先生、ボクを飼ってよ
修くん、ボク初めて顔が引き攣るってことを体験したよ。
どうして風香ちゃんのことは教えてくれなかったのに、ボクのことはためらいなく人に教えるかな。
「ピアノが弾ける人……」
「みほりんとさらちんが弾けるって言ってた!」
高校だと誰が弾けるかなんてわからないのに、よく把握してるねー……
「私たちの知り合いにはあの二人しかいないね……ちなみに、この中にいる?」
知り合いに二人もピアノが弾ける人がいるなんて、羨ましいなあ。
ボクの周りにはいないし。
「いないよなー。
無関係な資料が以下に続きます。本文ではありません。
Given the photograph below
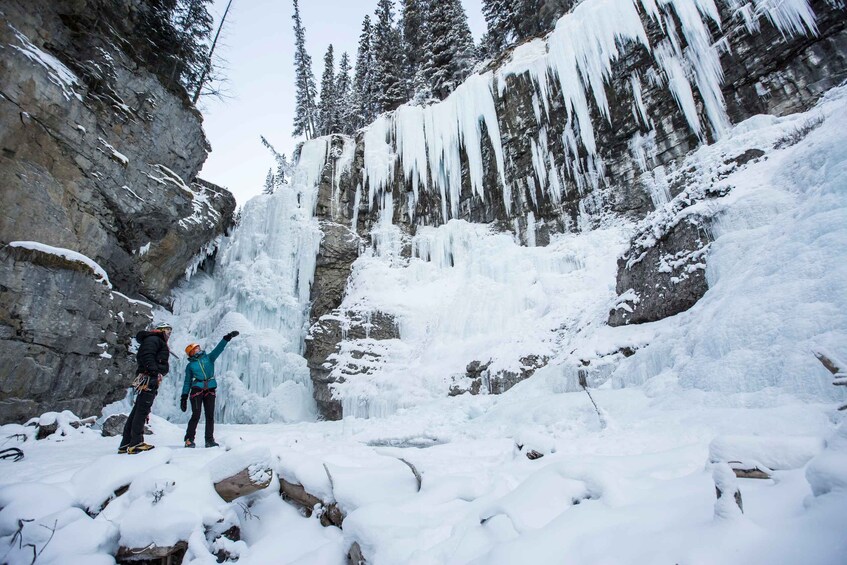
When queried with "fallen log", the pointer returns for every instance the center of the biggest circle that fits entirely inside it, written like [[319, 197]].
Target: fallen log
[[832, 364], [165, 555], [750, 470], [355, 556], [295, 493], [247, 481]]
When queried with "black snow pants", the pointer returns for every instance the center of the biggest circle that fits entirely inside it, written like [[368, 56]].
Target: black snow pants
[[134, 427], [202, 400]]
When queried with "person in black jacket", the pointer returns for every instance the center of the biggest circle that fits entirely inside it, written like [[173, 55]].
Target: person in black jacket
[[153, 364]]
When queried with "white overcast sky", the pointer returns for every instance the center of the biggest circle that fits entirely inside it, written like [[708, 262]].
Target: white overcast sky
[[258, 46]]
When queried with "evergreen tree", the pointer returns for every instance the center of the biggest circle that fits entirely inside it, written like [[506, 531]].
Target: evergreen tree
[[389, 86], [270, 183], [328, 106], [510, 21], [283, 167], [466, 53], [413, 24], [283, 171], [451, 50], [344, 96], [363, 99], [193, 27], [304, 112], [499, 15]]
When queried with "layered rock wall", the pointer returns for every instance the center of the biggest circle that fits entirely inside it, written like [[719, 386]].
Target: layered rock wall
[[541, 178], [98, 155]]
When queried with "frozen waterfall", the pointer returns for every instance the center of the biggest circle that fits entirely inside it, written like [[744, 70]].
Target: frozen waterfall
[[259, 285]]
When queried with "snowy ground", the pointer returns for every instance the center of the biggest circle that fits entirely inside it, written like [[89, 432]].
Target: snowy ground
[[639, 491]]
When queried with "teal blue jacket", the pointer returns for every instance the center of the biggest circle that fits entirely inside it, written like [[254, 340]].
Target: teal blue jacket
[[200, 372]]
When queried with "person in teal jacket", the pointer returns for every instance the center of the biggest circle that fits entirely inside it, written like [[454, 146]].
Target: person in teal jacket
[[200, 386]]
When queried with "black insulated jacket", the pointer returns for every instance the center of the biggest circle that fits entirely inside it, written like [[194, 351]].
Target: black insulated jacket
[[152, 356]]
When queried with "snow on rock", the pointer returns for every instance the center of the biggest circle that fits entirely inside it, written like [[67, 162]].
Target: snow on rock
[[66, 254], [771, 223], [381, 480], [59, 74], [729, 503], [165, 505], [579, 54], [239, 459], [537, 500], [98, 482], [827, 472], [774, 452], [468, 293]]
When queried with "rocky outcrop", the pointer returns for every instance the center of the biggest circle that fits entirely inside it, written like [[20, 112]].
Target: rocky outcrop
[[766, 71], [666, 278], [480, 379], [98, 155], [358, 335], [65, 337], [556, 185]]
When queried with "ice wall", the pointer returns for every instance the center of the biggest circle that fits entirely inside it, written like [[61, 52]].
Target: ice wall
[[466, 293], [259, 286], [426, 142]]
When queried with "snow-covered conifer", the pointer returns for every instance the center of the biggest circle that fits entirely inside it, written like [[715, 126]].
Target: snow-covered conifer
[[389, 86], [363, 103], [413, 25], [451, 49], [270, 183], [305, 110], [344, 96], [327, 106]]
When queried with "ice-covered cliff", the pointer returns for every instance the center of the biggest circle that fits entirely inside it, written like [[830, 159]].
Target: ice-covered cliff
[[581, 182]]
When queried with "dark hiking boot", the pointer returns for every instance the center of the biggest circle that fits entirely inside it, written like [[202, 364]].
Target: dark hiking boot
[[132, 450]]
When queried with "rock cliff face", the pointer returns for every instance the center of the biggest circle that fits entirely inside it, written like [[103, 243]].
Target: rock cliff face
[[99, 157], [544, 178]]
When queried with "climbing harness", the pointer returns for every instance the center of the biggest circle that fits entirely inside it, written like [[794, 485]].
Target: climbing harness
[[12, 453]]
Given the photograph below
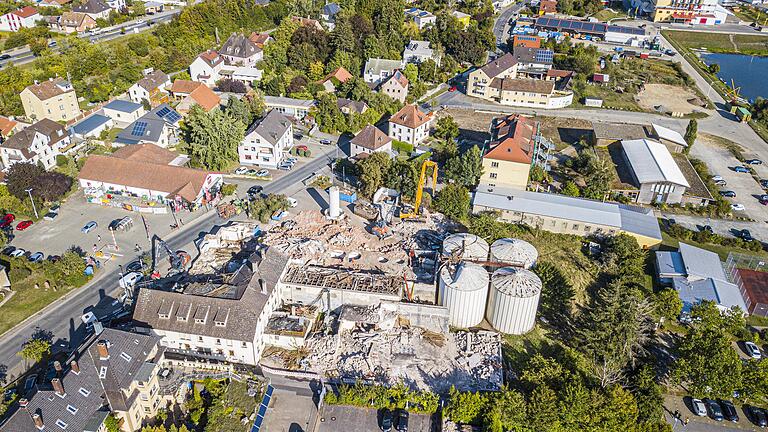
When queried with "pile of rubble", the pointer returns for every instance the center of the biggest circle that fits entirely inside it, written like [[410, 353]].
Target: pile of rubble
[[388, 352]]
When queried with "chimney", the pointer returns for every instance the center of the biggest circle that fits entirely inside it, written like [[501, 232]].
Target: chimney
[[103, 350], [58, 386], [38, 421]]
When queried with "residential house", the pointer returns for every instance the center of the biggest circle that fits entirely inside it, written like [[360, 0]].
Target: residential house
[[113, 371], [568, 215], [395, 86], [267, 141], [377, 70], [654, 171], [697, 275], [260, 39], [76, 22], [421, 18], [25, 17], [152, 88], [8, 127], [123, 112], [201, 96], [91, 127], [159, 127], [54, 99], [145, 170], [419, 52], [307, 22], [328, 15], [206, 68], [39, 143], [349, 107], [370, 139], [511, 153], [294, 108], [238, 50], [333, 79], [462, 18], [410, 125], [227, 322], [94, 8]]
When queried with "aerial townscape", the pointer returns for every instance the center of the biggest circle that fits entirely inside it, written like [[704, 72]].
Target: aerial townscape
[[383, 215]]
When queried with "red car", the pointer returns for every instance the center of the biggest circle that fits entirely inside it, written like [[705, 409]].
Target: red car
[[23, 225], [7, 220]]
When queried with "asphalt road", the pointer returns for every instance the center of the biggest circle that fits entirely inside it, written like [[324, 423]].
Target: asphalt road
[[23, 55], [61, 320]]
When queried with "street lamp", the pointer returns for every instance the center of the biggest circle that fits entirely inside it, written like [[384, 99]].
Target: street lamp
[[29, 191]]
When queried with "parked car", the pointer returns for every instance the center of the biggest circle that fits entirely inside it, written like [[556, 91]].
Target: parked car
[[36, 257], [729, 411], [714, 409], [753, 350], [698, 407], [23, 225], [757, 415], [402, 420], [386, 420], [7, 220], [90, 226], [129, 279]]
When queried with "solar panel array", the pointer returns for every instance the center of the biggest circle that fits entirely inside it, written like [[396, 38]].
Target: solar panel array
[[585, 26], [257, 423], [139, 128]]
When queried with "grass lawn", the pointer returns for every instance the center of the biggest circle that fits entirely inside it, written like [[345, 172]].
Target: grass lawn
[[720, 43], [668, 242]]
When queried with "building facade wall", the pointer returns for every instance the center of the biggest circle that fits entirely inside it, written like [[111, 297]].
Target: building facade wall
[[504, 173]]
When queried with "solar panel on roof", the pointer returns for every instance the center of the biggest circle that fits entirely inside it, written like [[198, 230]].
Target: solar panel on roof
[[139, 128]]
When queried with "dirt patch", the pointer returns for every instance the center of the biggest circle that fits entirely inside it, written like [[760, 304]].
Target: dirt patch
[[666, 98]]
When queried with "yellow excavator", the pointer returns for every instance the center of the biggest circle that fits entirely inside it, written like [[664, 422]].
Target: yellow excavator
[[420, 189]]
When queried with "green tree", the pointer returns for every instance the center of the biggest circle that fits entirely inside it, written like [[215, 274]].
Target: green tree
[[447, 129], [570, 189], [35, 350], [691, 132], [465, 169], [211, 139], [453, 201]]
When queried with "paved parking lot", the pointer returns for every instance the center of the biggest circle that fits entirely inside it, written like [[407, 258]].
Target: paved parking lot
[[334, 418]]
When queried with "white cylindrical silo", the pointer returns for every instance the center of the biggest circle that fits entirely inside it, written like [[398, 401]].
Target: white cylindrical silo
[[334, 211], [514, 252], [464, 290], [465, 246], [513, 300]]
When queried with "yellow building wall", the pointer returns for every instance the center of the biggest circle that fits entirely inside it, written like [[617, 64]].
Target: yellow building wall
[[504, 173]]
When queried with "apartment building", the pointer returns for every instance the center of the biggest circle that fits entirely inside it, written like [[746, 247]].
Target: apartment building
[[54, 99]]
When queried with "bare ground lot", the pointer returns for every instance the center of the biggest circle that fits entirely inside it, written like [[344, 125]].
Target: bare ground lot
[[671, 98]]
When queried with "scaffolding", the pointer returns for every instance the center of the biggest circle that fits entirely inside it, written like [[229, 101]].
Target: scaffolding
[[341, 279]]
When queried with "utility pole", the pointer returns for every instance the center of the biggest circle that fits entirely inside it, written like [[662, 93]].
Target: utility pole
[[29, 191]]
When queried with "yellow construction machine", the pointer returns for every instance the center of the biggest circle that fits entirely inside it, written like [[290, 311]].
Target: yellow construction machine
[[420, 190]]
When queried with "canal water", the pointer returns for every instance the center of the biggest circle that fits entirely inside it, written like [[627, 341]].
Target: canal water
[[747, 72]]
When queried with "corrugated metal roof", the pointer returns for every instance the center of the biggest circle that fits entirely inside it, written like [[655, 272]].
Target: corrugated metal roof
[[652, 162]]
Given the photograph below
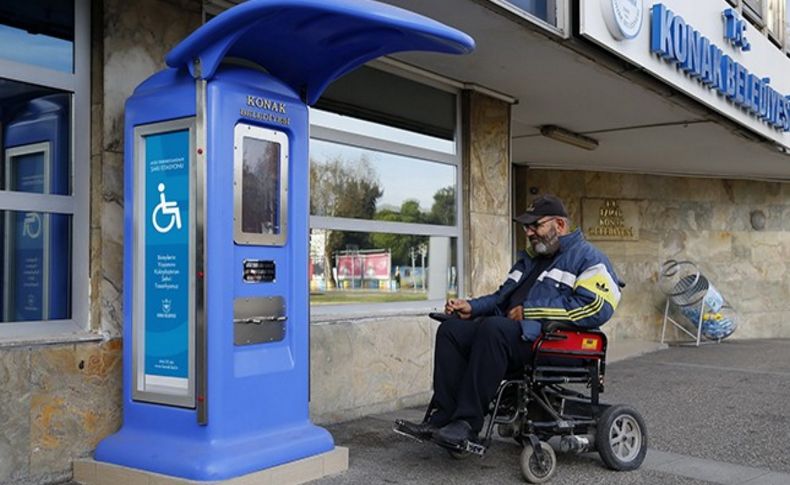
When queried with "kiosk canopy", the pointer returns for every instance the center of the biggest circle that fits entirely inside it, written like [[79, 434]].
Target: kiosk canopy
[[309, 43]]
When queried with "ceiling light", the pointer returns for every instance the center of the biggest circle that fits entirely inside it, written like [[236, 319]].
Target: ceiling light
[[569, 137]]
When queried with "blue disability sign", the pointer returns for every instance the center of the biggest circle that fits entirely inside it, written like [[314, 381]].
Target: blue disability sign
[[167, 255]]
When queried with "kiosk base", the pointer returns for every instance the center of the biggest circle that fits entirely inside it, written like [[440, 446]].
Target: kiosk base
[[91, 472], [202, 459]]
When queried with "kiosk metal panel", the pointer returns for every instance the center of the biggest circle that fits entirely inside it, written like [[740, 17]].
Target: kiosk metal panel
[[163, 299]]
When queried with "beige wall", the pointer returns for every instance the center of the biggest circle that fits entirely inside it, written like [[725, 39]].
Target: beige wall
[[486, 190], [703, 220]]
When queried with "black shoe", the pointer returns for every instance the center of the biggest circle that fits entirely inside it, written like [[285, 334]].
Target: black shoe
[[422, 431], [456, 434]]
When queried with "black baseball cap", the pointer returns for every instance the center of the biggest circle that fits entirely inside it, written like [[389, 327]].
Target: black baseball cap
[[545, 205]]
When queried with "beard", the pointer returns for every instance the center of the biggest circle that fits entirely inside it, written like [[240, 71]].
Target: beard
[[546, 245]]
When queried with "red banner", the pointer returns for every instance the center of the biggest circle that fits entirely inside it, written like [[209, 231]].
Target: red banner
[[371, 266]]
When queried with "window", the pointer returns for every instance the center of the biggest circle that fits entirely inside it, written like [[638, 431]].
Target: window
[[44, 82], [550, 14], [753, 10], [384, 203]]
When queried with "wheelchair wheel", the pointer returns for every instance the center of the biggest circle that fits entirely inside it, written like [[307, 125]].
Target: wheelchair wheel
[[621, 438], [538, 471]]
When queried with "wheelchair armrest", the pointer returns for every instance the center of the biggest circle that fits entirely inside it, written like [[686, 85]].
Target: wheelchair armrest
[[551, 327]]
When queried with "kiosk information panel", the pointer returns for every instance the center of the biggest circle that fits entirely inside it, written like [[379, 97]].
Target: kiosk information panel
[[164, 283]]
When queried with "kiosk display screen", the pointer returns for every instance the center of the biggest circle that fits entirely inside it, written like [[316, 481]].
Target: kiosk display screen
[[261, 178], [164, 261]]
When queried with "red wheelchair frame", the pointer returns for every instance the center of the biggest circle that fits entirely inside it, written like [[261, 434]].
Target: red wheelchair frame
[[537, 405]]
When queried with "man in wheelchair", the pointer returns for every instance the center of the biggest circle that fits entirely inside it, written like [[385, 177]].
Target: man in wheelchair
[[563, 281]]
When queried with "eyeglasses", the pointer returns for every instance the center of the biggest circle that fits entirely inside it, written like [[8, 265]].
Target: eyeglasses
[[536, 225]]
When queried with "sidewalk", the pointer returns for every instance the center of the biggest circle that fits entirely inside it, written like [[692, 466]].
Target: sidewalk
[[715, 414]]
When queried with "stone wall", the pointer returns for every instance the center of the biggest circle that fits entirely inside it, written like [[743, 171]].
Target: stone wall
[[703, 220], [486, 189], [373, 365]]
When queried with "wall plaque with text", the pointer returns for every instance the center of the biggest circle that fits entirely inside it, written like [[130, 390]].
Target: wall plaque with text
[[610, 219]]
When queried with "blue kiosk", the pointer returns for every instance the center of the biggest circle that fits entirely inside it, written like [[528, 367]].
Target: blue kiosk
[[216, 313]]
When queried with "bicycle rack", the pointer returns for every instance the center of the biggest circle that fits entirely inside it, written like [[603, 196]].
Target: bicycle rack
[[694, 306]]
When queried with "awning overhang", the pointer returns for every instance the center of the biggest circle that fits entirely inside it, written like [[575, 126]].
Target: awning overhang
[[307, 44]]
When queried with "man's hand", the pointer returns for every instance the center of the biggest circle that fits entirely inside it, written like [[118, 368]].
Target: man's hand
[[462, 308], [516, 313]]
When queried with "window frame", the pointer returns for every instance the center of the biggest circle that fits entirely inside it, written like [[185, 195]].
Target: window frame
[[563, 13], [77, 205], [333, 135]]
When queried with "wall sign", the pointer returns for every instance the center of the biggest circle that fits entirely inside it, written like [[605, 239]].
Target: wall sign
[[704, 49], [163, 295], [610, 219], [623, 17]]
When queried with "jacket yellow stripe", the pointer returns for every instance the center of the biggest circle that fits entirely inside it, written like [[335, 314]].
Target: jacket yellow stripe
[[562, 314], [562, 311]]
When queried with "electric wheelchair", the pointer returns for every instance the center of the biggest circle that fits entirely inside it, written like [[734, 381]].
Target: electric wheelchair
[[557, 397]]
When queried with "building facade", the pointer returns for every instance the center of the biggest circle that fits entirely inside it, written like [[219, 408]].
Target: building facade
[[673, 113]]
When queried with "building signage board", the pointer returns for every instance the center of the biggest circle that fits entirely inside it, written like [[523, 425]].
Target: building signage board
[[704, 49], [164, 352]]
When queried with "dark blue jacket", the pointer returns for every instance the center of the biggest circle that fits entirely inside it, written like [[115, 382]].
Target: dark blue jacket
[[579, 287]]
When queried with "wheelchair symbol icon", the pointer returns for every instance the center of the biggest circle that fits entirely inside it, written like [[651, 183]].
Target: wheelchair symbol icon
[[166, 208], [31, 227]]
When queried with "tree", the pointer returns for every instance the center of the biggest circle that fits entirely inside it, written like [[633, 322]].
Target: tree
[[344, 188], [399, 244], [443, 209]]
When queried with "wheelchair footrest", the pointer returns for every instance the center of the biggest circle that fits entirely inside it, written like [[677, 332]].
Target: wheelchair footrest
[[468, 446], [400, 429]]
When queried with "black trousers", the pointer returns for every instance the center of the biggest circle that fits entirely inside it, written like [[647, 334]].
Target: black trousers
[[472, 357]]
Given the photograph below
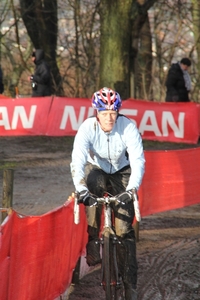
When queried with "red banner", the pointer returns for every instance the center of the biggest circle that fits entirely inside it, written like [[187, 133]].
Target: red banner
[[38, 253], [173, 122], [24, 116]]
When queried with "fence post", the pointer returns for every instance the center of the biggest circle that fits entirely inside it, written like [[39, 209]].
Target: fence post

つーか、お前らじゃ見つけらんねーよ」
修くん、いい加減その口を閉じてください。
そんなふうに余計なことしか言わないから、女の子に好かれないんだよ。
なんて、言わないけどさ。
自分で気付けばいいと思うんだよね、こういうの。
「瑞貴ちゃん、どうしても教えてくれない?」
そんなこと言われても……
「だって、好きってわけじゃ……」
ボクが言い訳じみたことを言ってる途中で、チャイムが鳴った。
ボクの周りに集まった女の子たちは、各々の席に戻った。
……絶対、次の休み時間にまた同じ質問されるんだろうな。
そして、今からは森野先生の授業だった。
あんなこと話した後だからか、変に緊張しちゃって、授業が頭に入ってこなかった。